In order to have access to necessary tools execute the notebook to [re-create a Storage VM attached](../../fablib_api/fabric_fpgas/fpga_tools_storage.ipynb) to the `fpga-tools` persistent storage. You must execute it as a member of FABRIC Staff project. 

## Step 1: Identify and isolate the worker node

Unless the whole site is already in maintenance, using administrator tools identify the worker node with FPGA and put it in maintenance making sure it does not have experimenter VMs on it.
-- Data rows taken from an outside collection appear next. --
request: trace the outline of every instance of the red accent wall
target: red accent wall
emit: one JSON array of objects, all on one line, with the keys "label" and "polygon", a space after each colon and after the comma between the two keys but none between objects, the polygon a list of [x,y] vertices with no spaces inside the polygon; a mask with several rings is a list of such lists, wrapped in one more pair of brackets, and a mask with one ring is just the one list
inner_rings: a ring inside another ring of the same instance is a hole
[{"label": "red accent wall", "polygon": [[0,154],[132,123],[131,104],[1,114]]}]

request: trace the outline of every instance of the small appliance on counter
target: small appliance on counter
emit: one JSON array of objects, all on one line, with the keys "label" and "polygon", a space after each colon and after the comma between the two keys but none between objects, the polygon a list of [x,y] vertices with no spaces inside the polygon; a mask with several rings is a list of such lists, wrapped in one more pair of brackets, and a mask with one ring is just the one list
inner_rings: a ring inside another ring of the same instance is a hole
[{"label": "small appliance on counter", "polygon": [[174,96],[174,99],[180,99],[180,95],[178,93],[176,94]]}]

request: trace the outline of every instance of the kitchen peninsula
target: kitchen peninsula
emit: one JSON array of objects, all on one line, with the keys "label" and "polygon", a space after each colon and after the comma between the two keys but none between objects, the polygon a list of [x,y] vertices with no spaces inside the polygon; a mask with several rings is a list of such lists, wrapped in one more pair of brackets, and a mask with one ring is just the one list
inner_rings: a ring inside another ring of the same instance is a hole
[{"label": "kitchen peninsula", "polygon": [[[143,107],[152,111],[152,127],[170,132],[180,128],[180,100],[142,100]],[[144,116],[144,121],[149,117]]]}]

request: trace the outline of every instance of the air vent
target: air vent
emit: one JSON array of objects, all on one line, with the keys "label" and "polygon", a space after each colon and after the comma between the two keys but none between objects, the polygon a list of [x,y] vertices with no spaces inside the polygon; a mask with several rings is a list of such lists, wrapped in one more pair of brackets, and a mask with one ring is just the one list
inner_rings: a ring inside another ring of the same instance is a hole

You can check the [aggregate ads in JSON](https://github.com/fabric-testbed/aggregate-ads/tree/main/JSON) to make sure you are targeting the right worker.

## Step 2: Provision a VM on the desired worker with attached FPGA and FABNetv4 connection

Create a slice with a VM attached to the FPGA on the desired site and a FABNetv4 interface to reach the Storage VM in Step 0.

### Initialize fablib and variables

In [None]:
# Initialize FABlib

from fabrictestbed_extensions.fablib.fablib import FablibManager as fablib_manager

fablib = fablib_manager()
                     
fablib.show_config();

Define slice parameters - re-execute as needed to run any of the steps in this notebook.

In [None]:
# user artifact should be deposited Storage VM into /mnt/fpga_tools/static/artifacts/<owner username>/<version> since names of artifacts may be similar or same.
artifact_owner_username = 'msada'
artifact_version = 'v2'

# edit the name of the user-provided artifact and labtools and DPDK docker images stored in Storage VM as needed
artifact = 'artifacts.au280.p4_only.0.zip'
dpdk_image = 'smartnic-dpdk-docker.tar.gz'
labtools_image = 'xilinx-labtools-docker-2023.1_0507_1903.tar.gz'

# the image built from artifact usually has the same name regardless of the artifact
artifact_image = 'esnet-smartnic-fw.tar.gz'
sn_stack_tar = 'sn-stack.tar.gz'

# Xilins labtools package in Storage VM
labtools_package = 'Xilinx_Vivado_Lab_Lin_2023.1_0507_1903.tar.gz'

# setup site name
site='SRI'
node_name='fpga-node'

# FABNetv4 of storage VM - consult the Storage VM slice for this FABNetv4 IP address
storage_vm_ip = "10.132.142.2"
# username and password used in storage VM
nginx_user = "fpga_tools"
nginx_password = "secret-password"

#
# should not need to edit below
FPGA_CHOICE='FPGA_Xilinx_U280'

# name the slice and the node 
slice_name=f'Persistent esnet-smartnic slice with {FPGA_CHOICE} on {site}'
print(f'Will create slice "{slice_name}" with node "{node_name}"')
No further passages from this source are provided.